I need to prove that class Sp$$(X)$$ in Banach space $$X$$ is equal to $$S_1(H)$$ , if $$X = H$$ is Hilbert space.

Definition 1 :

Let $$X$$ and $$Y$$ be Banach spaces. Operator $$A \in B(X,Y)$$ is called nuclear or operator with trace $$(A \in \text{Sp}(X,Y))$$ if there exist one-dimentional operators $$A_k$$ such that $$A = \sum_{k=0}^\infty A_k$$, where the series converges absolutely in $$B(X,Y)$$.

Definition 2:

Let $$H$$ be Hilbert space and operator $$A$$ on $$H$$ is compact. We may define $$s_n$$ numbers of this operator: $$s_n(A) = \sqrt{\lambda_n (A^* A)},n = 1,2,3…,$$ where $$\lambda_n(A^*A)$$ are eigenvalues of $$A^*A$$ in descending order. We say that $$A \in S_p(H)$$ if sequence $$(s_n)_{n=1}^\infty \in \ell_p$$ . Elements of $$S_1(H)$$ are called nuclear operators.

I proved that $$S_1(H) \subset Sp(H)$$:

Let $$A \in S_1(H)$$, then by Hilbert-Schmidt theorem $$H = Ker(A^*A) \oplus H_1$$, where $$H_1$$ is closed subspace with orthonormal basis consisting of eigenvectors $$\{\varphi_n\}_{n=1}^{\infty}$$ of $$A^*A$$. It is easy to see that $$Ker(A^*A)=Ker(A)$$.

Then for any $$x\in H$$ we have $$x=x_0+\sum_{n=1}^{\infty}(x,\varphi_n)\varphi_n$$ where $$x_0\in Ker(A)$$. From this $$Ax=\sum_{n=1}^{\infty}(x,\varphi_n)A\varphi_n=\sum_{n=1}^{\infty}s_n(x,\varphi_n)\psi_n$$, where $$\psi_n=A\varphi_n/||A\varphi_n||$$ form an orthonormal system. We define $$A_n x=s_n(x,\varphi_n)\psi_n$$, $$||A_n||=s_n$$ and we obtain needed result.

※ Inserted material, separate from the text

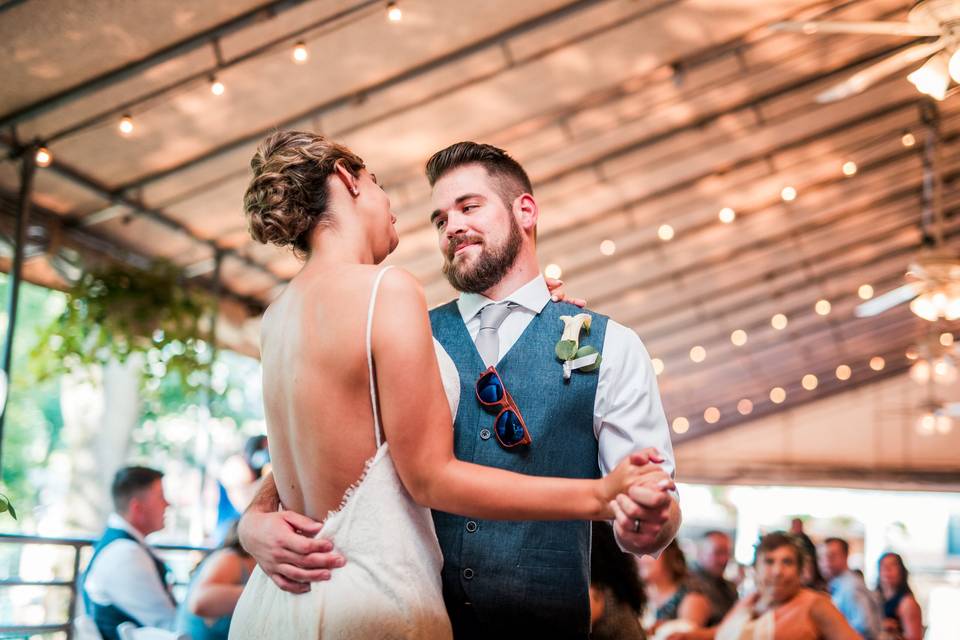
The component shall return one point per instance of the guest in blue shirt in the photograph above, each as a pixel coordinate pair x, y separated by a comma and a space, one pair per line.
848, 591
214, 591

How do I prove $$Sp(H)\subset S_1(H)$$?

It is not true. Any compact operator $$A$$ (and not just those in $$S_1(H)$$) can be written as $$\sum_kA_k$$ with $$A_k$$ rank-one. Indeed, if $$A$$ is compact, then using the Polar Decomposition and the Spectral Theorem (or the Singular Value Decomposition, which amount to the same) you have $$A=\sum_k V_k|A_k|$$ where the $$V_k$$ are partial isometries and $$|A_k|$$ are rank-one positive operators.
And the converse works the same (note that your proof uses "compact" and not "trace-class"). So the equality is $$Sp(H)=K(H)$$.